走って転んで立ち上がって

寂しさの紛らわし

東南アジアを初めて周遊してみた話

 

 初めて1人で東南アジアを周遊した時の話です。

東南アジアで働こうと思いつつも、行ったことがなかったので自分の目で確かめてみることに。

おっかなびっくりの旅でしたが、無事帰ってくることが出来ました。

 

 

2016/7/28から8日ほどかけて周遊することにした。

 

毎夜毎夜パソコンで調べまくって、1人でしこしこと計画を練っていた。

やってみて分かったのは意外に簡単だということ。

航空券なんてクレジットカードさえあれば、クリックするだけで買えてしまう。

 

ホテルのサイトだってこれだけ一覧になっていて評判もわかって写真もたくさん載ってるしで

情報が溢れかえりそうだ。

 

行く前に友人たちにはギョッとされた。

1人で東南アジアって大丈夫??危険じゃない??

耳にタコができるほど言われた。

 

友人たちにこれだけ聞かれるくらいだから、

親なんかに言ったら絶対許されないと思い黙っていくことにした。

 

さすがに何かあったら怖いので、海外保険に入った。

Wifiルーターも借りたし、インターネット環境は万全だ。

 

しかし、親族に何も言わないのも悪いので、叔父と叔母に東南アジア行きを告げた。

案の定めちゃくちゃ心配されたけど、全部の準備が整った後だったので行くしかない。

 

今回のルートはまず、台湾経由でホーチミン、2日ほど滞在したら次にハノイへ(1泊のみ)さらにそこからバンコク(2泊)に行き、

インドネシアのジャカルタで3日ほど過ごす。

そして7回ほど航空便に乗る予定だ。

全部の予算は15万円ほど。滞在をホテルに設定してしまったので高くついた。

腰が痛くなりそうなスケジュールである。

当時エアアジアが東南アジア便を大売り出ししていた期間で、とても安く周遊ができた。

 

スーツケースも持っていなかったので、レンタルした。

計画を立ててから、海外でも使えるクレジットカードを発行するために銀行口座を開設したり、保険に入ったり

空いている時はとにかく仕事を入れた。

目標に向かって行動しているときが一番楽しかった。

 

ついに当日がやってきた。

私は同居している祖父母に大阪に行くとのたまって家を飛び出した。

今回トランジットである台湾の桃園国際空港は大学の卒業旅行で行ったことがある。

一度行ったことがある、という経験はものすごく頼りになる。

3時間ほどのフライトを終えて、飛行機を降りたもののトランジットの仕方がよくわからない。
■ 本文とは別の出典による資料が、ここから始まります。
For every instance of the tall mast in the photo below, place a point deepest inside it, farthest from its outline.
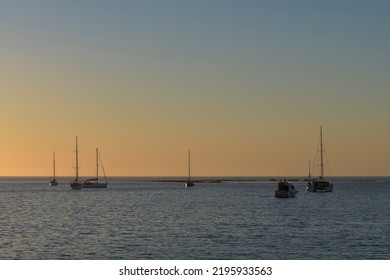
(189, 165)
(322, 158)
(54, 165)
(97, 164)
(77, 160)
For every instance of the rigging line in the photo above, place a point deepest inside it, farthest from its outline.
(101, 163)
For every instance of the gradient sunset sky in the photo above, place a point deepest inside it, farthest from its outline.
(244, 84)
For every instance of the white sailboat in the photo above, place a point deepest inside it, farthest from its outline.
(76, 184)
(319, 184)
(94, 182)
(189, 183)
(53, 181)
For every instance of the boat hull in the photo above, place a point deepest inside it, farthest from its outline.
(319, 186)
(285, 190)
(76, 186)
(289, 194)
(53, 183)
(94, 185)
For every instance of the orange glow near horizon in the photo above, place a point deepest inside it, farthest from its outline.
(247, 94)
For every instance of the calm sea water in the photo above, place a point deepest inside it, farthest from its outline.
(142, 219)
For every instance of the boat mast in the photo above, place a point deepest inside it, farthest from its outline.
(97, 165)
(54, 165)
(77, 160)
(322, 158)
(189, 165)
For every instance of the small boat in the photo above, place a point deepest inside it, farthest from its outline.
(189, 183)
(285, 189)
(319, 184)
(53, 181)
(76, 184)
(94, 182)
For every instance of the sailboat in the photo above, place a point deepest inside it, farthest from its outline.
(285, 189)
(94, 182)
(189, 183)
(319, 184)
(53, 181)
(76, 184)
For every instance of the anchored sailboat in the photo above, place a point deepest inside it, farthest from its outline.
(189, 183)
(94, 182)
(53, 181)
(76, 184)
(319, 184)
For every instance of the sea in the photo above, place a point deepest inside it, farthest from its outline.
(235, 218)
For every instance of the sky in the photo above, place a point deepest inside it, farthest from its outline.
(245, 85)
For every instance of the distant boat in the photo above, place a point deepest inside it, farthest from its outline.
(76, 184)
(189, 183)
(53, 181)
(94, 182)
(285, 189)
(319, 184)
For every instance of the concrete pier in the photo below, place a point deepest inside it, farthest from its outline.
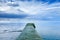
(29, 33)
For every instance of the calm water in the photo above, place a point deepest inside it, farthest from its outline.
(48, 30)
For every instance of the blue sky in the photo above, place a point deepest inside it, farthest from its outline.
(34, 9)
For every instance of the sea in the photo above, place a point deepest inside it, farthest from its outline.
(10, 29)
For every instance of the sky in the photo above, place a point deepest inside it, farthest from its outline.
(44, 13)
(31, 9)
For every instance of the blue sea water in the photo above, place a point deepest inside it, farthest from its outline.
(48, 30)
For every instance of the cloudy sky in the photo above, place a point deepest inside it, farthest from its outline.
(31, 9)
(44, 13)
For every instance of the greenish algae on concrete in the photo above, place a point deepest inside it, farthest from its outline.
(29, 33)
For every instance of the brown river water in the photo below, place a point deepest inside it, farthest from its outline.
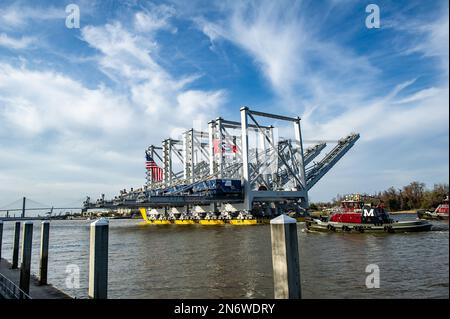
(195, 261)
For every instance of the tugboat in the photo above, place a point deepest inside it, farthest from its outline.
(441, 212)
(355, 215)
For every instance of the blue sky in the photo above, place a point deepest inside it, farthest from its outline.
(79, 106)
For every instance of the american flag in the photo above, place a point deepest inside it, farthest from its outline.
(150, 165)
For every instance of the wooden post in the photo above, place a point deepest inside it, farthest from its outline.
(1, 237)
(15, 262)
(98, 259)
(43, 259)
(25, 266)
(23, 207)
(285, 258)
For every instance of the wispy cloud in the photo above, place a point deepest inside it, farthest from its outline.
(15, 43)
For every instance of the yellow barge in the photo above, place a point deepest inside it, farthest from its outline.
(233, 221)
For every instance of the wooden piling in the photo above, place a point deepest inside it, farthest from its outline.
(1, 238)
(25, 265)
(15, 261)
(285, 258)
(98, 259)
(43, 258)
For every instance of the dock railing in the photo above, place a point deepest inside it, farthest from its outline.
(10, 290)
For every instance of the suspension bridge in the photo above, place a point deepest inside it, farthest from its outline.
(24, 205)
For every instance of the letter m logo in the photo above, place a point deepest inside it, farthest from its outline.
(368, 213)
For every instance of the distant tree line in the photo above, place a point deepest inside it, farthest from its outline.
(412, 196)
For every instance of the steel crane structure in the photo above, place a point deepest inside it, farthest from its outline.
(236, 172)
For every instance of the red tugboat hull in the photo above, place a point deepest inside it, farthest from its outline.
(395, 227)
(356, 216)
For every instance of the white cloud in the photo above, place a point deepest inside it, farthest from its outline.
(287, 48)
(155, 18)
(15, 43)
(17, 16)
(68, 139)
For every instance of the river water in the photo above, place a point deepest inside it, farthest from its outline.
(195, 261)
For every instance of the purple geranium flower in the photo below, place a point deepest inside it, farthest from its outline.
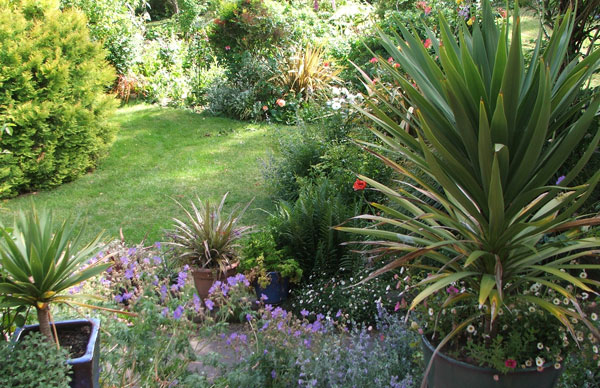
(178, 312)
(197, 304)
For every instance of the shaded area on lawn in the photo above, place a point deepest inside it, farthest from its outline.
(161, 154)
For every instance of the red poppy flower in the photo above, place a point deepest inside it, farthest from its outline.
(359, 185)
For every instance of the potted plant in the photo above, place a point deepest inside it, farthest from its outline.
(206, 240)
(480, 220)
(39, 262)
(266, 268)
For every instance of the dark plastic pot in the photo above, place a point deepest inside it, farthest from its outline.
(447, 372)
(85, 371)
(277, 291)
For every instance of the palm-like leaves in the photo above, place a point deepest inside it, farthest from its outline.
(306, 73)
(39, 262)
(492, 131)
(207, 237)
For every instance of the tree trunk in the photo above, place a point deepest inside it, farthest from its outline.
(44, 320)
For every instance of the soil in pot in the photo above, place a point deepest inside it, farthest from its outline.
(73, 338)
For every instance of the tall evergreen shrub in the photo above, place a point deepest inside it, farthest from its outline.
(53, 105)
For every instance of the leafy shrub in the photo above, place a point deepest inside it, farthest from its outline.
(341, 294)
(260, 256)
(246, 25)
(53, 100)
(245, 90)
(303, 230)
(164, 73)
(114, 24)
(321, 150)
(33, 362)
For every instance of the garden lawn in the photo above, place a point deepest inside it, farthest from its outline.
(160, 155)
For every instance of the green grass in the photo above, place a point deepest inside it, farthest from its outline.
(161, 154)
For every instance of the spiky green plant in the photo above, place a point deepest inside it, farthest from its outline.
(39, 261)
(207, 237)
(492, 129)
(307, 73)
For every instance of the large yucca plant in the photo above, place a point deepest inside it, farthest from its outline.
(492, 129)
(39, 261)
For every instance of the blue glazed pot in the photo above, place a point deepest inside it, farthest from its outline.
(277, 291)
(85, 370)
(447, 372)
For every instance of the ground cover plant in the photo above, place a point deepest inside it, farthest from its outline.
(161, 155)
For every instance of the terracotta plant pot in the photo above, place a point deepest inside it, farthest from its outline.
(85, 370)
(447, 372)
(204, 278)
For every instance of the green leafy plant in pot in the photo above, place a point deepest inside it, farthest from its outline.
(487, 231)
(265, 266)
(207, 240)
(39, 263)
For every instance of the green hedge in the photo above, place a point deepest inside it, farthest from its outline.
(54, 109)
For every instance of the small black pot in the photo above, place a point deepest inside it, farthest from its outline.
(447, 372)
(277, 291)
(85, 370)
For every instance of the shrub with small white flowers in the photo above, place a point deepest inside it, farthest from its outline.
(345, 295)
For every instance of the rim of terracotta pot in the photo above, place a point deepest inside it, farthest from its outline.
(211, 270)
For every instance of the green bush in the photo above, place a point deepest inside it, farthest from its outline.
(53, 103)
(323, 150)
(247, 25)
(243, 91)
(164, 71)
(303, 230)
(33, 363)
(115, 24)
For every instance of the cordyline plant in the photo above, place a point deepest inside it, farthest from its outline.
(38, 262)
(207, 237)
(307, 74)
(492, 131)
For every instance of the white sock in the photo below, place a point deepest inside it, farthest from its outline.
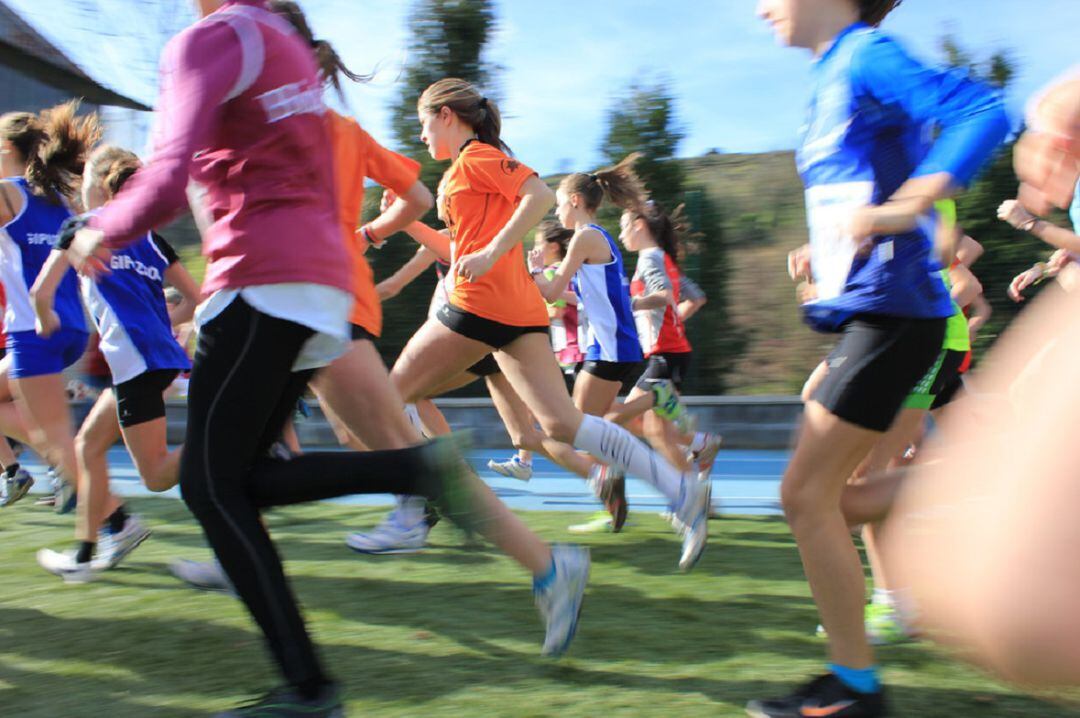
(613, 445)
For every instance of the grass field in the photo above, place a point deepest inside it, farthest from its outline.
(450, 632)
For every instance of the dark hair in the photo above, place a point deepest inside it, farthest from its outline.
(873, 12)
(329, 63)
(669, 230)
(619, 184)
(552, 232)
(473, 108)
(54, 146)
(112, 166)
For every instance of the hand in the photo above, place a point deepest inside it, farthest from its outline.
(88, 253)
(1023, 281)
(472, 267)
(536, 259)
(388, 199)
(798, 263)
(46, 323)
(1013, 212)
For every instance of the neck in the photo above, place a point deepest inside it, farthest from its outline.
(828, 27)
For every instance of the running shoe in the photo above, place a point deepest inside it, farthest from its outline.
(609, 485)
(64, 565)
(513, 469)
(113, 547)
(822, 696)
(559, 601)
(598, 523)
(705, 457)
(692, 513)
(287, 703)
(205, 576)
(15, 487)
(666, 404)
(390, 537)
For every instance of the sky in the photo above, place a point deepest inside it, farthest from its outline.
(565, 62)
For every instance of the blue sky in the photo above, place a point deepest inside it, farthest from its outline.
(565, 61)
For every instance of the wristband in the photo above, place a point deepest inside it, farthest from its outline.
(369, 236)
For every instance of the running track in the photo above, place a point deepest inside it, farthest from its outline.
(744, 482)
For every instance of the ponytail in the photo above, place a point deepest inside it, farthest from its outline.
(619, 184)
(477, 111)
(54, 146)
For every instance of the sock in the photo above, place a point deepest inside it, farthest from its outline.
(615, 445)
(861, 680)
(84, 552)
(540, 582)
(410, 510)
(117, 519)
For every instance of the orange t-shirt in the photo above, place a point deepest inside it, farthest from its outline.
(358, 157)
(480, 194)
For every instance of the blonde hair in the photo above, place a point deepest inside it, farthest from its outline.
(471, 107)
(54, 146)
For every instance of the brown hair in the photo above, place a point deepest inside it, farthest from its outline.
(329, 63)
(473, 108)
(669, 230)
(873, 12)
(54, 146)
(619, 184)
(112, 166)
(552, 232)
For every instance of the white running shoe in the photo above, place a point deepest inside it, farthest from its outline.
(692, 513)
(512, 469)
(113, 547)
(390, 537)
(559, 603)
(64, 565)
(205, 576)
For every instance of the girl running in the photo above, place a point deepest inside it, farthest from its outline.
(871, 173)
(490, 201)
(127, 305)
(40, 159)
(241, 90)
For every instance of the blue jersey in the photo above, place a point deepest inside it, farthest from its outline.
(604, 295)
(25, 244)
(871, 127)
(129, 308)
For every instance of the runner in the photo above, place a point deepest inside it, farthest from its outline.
(873, 270)
(40, 159)
(127, 306)
(242, 90)
(490, 201)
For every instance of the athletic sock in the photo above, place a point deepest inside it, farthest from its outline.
(117, 519)
(84, 552)
(540, 582)
(615, 445)
(861, 680)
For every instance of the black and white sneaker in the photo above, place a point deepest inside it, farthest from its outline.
(825, 696)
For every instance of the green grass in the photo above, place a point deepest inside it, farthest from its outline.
(450, 632)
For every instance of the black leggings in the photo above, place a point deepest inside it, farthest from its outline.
(241, 393)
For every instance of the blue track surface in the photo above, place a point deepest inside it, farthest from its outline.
(743, 483)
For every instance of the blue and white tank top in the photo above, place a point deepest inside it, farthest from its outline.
(129, 308)
(604, 294)
(25, 244)
(871, 126)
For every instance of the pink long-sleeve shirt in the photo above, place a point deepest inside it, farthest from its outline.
(241, 113)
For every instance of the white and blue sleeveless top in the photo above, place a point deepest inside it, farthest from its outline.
(129, 308)
(25, 244)
(604, 294)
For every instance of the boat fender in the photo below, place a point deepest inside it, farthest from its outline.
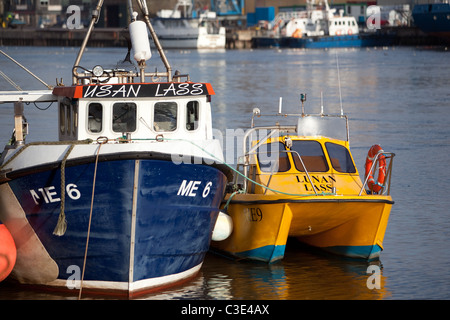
(8, 252)
(139, 40)
(373, 151)
(223, 227)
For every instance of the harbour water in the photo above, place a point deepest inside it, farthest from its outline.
(398, 97)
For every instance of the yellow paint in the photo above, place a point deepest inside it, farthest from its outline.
(334, 216)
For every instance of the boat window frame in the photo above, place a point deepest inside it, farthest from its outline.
(196, 122)
(297, 163)
(115, 123)
(281, 150)
(102, 113)
(177, 116)
(62, 117)
(349, 159)
(68, 117)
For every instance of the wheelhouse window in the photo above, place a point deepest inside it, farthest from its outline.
(68, 116)
(311, 154)
(340, 158)
(165, 116)
(124, 117)
(272, 157)
(192, 115)
(95, 117)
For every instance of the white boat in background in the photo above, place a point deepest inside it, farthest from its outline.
(184, 30)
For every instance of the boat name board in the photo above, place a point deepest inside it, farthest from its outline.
(145, 90)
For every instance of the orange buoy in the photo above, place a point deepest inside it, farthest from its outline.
(373, 151)
(8, 253)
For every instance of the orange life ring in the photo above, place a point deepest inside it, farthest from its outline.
(375, 186)
(8, 253)
(297, 33)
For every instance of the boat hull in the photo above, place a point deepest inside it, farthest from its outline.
(433, 19)
(345, 41)
(345, 225)
(151, 223)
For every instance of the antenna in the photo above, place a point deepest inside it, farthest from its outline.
(303, 99)
(321, 102)
(339, 83)
(280, 104)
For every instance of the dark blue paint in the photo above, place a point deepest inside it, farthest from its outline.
(172, 232)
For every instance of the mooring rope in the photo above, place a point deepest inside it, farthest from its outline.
(61, 225)
(101, 141)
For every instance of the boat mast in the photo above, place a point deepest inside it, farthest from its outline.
(94, 20)
(143, 6)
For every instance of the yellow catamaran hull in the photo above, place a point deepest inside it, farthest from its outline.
(345, 225)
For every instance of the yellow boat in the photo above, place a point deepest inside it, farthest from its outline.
(301, 181)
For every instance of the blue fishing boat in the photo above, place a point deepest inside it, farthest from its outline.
(126, 200)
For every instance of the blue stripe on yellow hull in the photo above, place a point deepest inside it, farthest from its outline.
(357, 252)
(270, 253)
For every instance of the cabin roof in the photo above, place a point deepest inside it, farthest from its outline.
(136, 90)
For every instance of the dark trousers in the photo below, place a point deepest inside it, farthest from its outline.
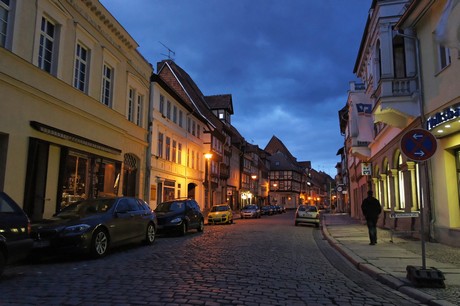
(372, 228)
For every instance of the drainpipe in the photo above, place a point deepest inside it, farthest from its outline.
(148, 155)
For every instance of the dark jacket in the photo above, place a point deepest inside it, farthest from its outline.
(371, 208)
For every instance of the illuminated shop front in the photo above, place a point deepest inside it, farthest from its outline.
(59, 174)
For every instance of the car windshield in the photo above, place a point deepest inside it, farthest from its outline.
(170, 206)
(87, 207)
(219, 208)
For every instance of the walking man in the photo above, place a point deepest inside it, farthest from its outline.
(371, 210)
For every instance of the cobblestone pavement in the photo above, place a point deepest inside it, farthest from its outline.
(266, 261)
(441, 253)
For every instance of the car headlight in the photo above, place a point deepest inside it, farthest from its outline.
(176, 220)
(79, 228)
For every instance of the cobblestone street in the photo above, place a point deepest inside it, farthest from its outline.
(265, 261)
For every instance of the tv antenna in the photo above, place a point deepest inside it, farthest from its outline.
(170, 54)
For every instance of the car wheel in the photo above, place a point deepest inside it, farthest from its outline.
(150, 234)
(99, 243)
(201, 226)
(2, 262)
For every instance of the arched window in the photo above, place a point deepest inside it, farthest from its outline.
(402, 201)
(388, 190)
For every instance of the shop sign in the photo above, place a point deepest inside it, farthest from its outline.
(366, 169)
(447, 114)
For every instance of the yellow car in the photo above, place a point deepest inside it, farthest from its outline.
(220, 214)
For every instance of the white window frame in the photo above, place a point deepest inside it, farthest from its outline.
(81, 63)
(46, 56)
(444, 58)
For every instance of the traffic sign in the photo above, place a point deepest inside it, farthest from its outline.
(418, 144)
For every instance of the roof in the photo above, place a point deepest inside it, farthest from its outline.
(220, 102)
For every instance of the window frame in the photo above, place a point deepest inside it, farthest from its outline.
(47, 54)
(81, 79)
(107, 85)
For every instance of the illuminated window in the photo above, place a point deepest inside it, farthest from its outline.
(402, 200)
(81, 68)
(46, 51)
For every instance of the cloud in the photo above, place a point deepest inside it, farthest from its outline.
(286, 63)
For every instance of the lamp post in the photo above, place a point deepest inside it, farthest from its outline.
(208, 157)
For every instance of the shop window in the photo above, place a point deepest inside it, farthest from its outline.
(388, 191)
(457, 161)
(88, 176)
(169, 190)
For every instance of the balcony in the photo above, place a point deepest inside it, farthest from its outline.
(397, 101)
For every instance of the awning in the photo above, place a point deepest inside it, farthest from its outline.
(396, 113)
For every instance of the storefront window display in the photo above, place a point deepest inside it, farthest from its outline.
(88, 176)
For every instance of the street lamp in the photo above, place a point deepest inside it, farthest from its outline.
(208, 157)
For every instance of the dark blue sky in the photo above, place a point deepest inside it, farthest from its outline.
(287, 63)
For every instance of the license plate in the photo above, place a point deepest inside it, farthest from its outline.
(41, 244)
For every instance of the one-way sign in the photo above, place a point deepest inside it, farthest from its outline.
(418, 144)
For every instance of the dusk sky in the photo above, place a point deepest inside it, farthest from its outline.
(286, 63)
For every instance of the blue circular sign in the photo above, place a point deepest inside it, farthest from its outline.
(418, 144)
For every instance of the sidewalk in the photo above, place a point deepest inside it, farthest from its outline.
(387, 260)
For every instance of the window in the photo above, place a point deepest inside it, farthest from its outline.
(46, 49)
(168, 149)
(174, 152)
(168, 109)
(5, 9)
(107, 80)
(179, 153)
(444, 57)
(81, 68)
(175, 114)
(160, 144)
(131, 105)
(402, 200)
(162, 105)
(140, 109)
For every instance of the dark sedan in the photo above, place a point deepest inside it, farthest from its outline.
(15, 241)
(93, 226)
(179, 216)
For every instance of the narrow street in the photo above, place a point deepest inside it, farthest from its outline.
(266, 261)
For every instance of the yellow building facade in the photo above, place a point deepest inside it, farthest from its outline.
(74, 107)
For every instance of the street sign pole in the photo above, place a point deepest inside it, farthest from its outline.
(420, 145)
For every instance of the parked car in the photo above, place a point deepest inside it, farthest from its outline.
(179, 216)
(307, 214)
(221, 213)
(267, 210)
(250, 211)
(15, 241)
(93, 226)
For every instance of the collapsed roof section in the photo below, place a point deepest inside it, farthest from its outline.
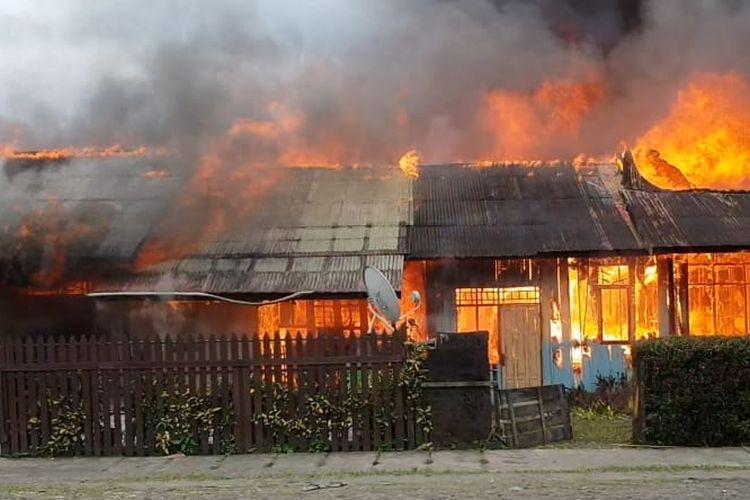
(317, 227)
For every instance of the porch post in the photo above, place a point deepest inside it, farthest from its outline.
(564, 297)
(665, 276)
(631, 299)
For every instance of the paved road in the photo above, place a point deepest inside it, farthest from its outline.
(528, 474)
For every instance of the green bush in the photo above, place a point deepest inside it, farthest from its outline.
(696, 390)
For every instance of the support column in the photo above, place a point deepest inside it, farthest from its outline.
(563, 294)
(665, 294)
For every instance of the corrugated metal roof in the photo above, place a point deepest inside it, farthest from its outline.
(517, 211)
(330, 274)
(691, 219)
(315, 229)
(113, 197)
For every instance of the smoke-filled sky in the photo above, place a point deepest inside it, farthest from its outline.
(354, 81)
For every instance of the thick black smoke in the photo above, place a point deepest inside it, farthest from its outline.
(360, 81)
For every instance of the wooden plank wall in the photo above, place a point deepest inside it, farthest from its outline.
(109, 391)
(533, 416)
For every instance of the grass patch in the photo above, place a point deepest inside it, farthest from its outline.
(598, 429)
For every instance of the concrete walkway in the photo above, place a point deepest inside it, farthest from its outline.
(538, 473)
(311, 464)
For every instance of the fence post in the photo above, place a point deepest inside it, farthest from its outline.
(639, 404)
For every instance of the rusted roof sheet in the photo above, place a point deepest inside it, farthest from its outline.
(101, 207)
(275, 275)
(517, 211)
(679, 220)
(314, 229)
(328, 211)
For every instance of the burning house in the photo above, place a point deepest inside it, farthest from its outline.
(237, 216)
(564, 265)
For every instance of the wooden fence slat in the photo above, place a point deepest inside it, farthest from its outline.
(161, 353)
(213, 350)
(85, 377)
(542, 418)
(139, 393)
(22, 401)
(203, 389)
(400, 416)
(149, 378)
(96, 411)
(3, 406)
(105, 350)
(117, 383)
(33, 409)
(117, 397)
(245, 397)
(258, 431)
(226, 388)
(13, 403)
(267, 386)
(239, 427)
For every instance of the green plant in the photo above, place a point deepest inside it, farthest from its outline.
(696, 390)
(310, 418)
(65, 430)
(612, 394)
(179, 419)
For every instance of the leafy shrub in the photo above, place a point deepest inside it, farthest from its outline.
(696, 390)
(612, 395)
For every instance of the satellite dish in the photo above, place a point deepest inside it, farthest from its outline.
(383, 300)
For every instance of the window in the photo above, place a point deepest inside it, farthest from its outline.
(600, 299)
(613, 295)
(477, 309)
(718, 289)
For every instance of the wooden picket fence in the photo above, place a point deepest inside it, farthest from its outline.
(94, 397)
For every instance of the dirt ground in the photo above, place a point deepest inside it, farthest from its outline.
(641, 485)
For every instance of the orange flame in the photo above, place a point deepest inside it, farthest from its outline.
(409, 163)
(706, 135)
(9, 152)
(527, 125)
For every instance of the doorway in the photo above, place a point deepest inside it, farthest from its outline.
(511, 317)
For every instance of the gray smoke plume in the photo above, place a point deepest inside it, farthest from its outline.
(361, 81)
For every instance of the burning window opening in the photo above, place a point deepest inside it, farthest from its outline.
(480, 309)
(718, 291)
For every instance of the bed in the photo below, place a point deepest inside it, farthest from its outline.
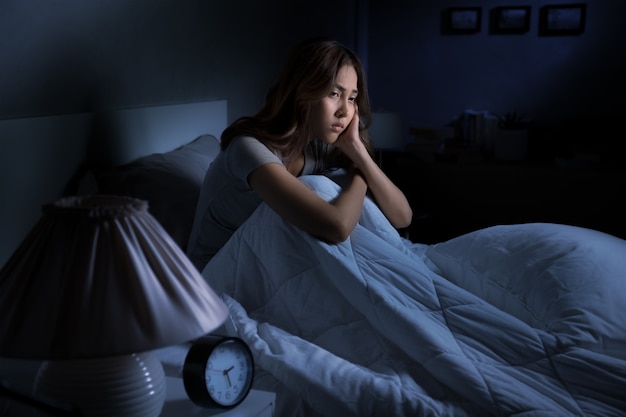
(511, 320)
(526, 319)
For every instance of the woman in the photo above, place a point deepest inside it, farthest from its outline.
(310, 123)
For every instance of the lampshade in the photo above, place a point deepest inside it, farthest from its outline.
(386, 131)
(99, 278)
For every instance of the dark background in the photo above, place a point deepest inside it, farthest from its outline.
(68, 56)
イミグレーションって入国だよな…台湾には入国?するつもりはないんだけどなぁと通路を右往左往。

何とか「Transfer」の標識を見つけて安心。

桃園空港は広くて、綺麗で休憩スペースがたくさんある。もちろん電源タップもそこかしこにあって非常に快適だ。

フードコートで700円くらいの定食を食べた。

さすが台湾。おいしい。お決まりのミルクティーも飲めて大満足だ。

トランジットにはとても過ごしやすい空港だ。今まで行った空港の中でも料理が抜群においしくリーズナブルだ。

私は桃園空港のトランジットだったら喜んで乗換する。それくらい好きな空港だ。

 

トランジットを終えて、ベトナムのホーチミン、タンソンニャット国際空港に着いたのは25:00をまわっていた。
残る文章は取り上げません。